The second project in the Self Driving Car Nano-degree was the application of deep learning to the problem of traffic sign classification. Identifying traffic signs correctly and taking appropriate action is crucial to the operation of an autonomous vehicle.

The project was markedly more difficult than the previous one of lane detection for several reasons including the steep learning curve of the Tensorflow deep learning framework, the vast number of hyper-parameters that deep learning models have to tune and the extremely slow turn around time for model validation on CPUs which necessitates the setup of an environment with a powerful GPU either physically or using a cloud provider.

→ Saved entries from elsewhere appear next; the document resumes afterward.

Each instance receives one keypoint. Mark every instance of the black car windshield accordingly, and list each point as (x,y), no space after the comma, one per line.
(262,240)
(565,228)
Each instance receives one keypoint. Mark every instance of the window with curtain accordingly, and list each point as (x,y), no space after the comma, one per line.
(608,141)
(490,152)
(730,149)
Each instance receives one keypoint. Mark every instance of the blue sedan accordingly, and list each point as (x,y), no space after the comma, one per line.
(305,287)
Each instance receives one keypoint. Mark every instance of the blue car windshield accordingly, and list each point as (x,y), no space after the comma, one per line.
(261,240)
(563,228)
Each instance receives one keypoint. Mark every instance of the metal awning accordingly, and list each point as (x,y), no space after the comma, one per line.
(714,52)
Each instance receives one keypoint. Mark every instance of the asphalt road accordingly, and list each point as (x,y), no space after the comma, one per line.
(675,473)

We were provided with the German Traffic Signs data set that contained about 40k training examples and 12k testing examples. The problem was one of classification which aims to assign the right class to a new image of a traffic sign by training on the provided pairs of traffic sign images and their labels. The project was broken down into:

1. Exploratory Data Analysis

The provided training data was examined mainly for the distribution of the various classes. The classes were found to be highly imbalanced indicating the need for data generation for the under-represented classes.

2. Data Pre-processing and Augmentation

The input images to the neural network went through a few pre-processing steps to help the gradient descent optimization for training the network. Pre-processing included:

i. Grey Scale Conversion

ii. Centering of images : The mean pixel value was subtracted from each pixel of the image to center the data around the origin

iii. Normalization : This was done by dividing each dimension by its standard deviation once it was zero-centered. This is not strictly needed for images because the relative scales of pixels are already approximately equal. This process causes each feature to have a similar range so that our gradients don't go out of control (and that we only need one global learning rate multiplier).

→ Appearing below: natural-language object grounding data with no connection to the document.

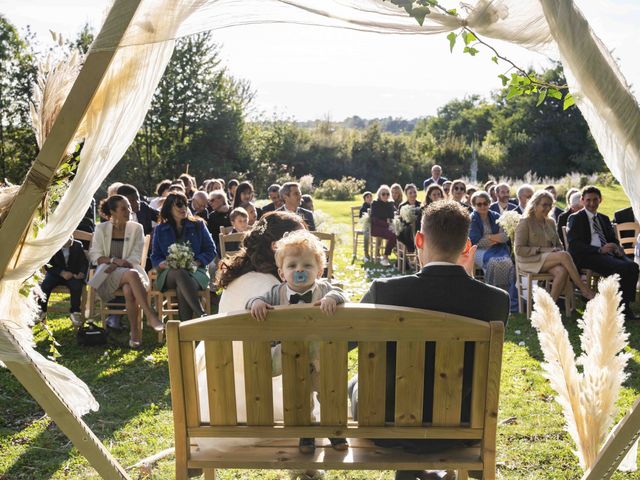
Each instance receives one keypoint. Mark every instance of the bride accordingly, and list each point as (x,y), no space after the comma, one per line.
(248,273)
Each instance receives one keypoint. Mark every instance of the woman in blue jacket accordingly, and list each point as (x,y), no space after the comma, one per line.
(178,225)
(493,254)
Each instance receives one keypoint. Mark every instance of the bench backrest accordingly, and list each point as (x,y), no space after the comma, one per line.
(369,325)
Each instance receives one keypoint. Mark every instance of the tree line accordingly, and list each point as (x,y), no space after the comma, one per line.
(201,119)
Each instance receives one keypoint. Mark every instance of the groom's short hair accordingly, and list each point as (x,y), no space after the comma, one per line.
(445,224)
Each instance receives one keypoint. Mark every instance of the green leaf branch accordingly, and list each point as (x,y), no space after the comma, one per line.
(516,79)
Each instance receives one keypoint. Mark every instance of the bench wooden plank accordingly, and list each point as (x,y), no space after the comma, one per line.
(258,385)
(479,384)
(409,383)
(333,383)
(352,430)
(372,371)
(220,383)
(296,383)
(362,454)
(447,398)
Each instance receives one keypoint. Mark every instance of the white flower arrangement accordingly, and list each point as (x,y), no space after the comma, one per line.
(509,221)
(181,256)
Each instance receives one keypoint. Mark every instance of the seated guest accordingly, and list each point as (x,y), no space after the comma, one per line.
(273,192)
(556,209)
(307,202)
(539,250)
(396,195)
(142,212)
(162,190)
(459,193)
(593,244)
(434,193)
(291,196)
(118,243)
(524,193)
(382,213)
(199,204)
(409,230)
(446,187)
(502,204)
(178,226)
(440,243)
(436,177)
(67,267)
(218,215)
(244,194)
(251,211)
(573,205)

Additional data for under-represented classes was generated through a combination of the following techniques:

Translation
Rotation
Affine transformations

3. Definition of CNN Architecture

Fig: CNN Architecture

The model consisted of 2 convolutional layers followed by two fully connected layers. Several methods were employed for preventing over-fitting including:

Max Pooling
Drop Outs
L2 Regularization
Validation Data set

4. Training the model

Training on a CPU became quickly unwieldy and frustrating, so I set up an environment in AWS by following the instructions here. Additionally, to set up jupyter on AWS and run Jupyter Notebooks remotely, I followed the instructions here. The model was trained for around 100 epochs resulting in validation accuracy of 99.7% and a test accuracy of 96.2%.

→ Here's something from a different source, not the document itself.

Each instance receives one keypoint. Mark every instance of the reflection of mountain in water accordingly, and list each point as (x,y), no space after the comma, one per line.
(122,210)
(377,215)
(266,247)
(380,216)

5. Testing on real world examples

The model was tested on images from the web and the probabilities of the top 5 predicted classes were plotted. For some of the classes the model was spot on:

Fig: Classification of New Image

The model classifier mis-classified some images, but had the correct prediction within the top 5 predicted classes. For example, this 30km/h sign was mis-classified as an 80km/h sign:

Fig: Mis-classification of 30km/h sign

Overall, this project was a great learning experience. However, there does still exist several areas for improvement. The project in it's current state can he found here.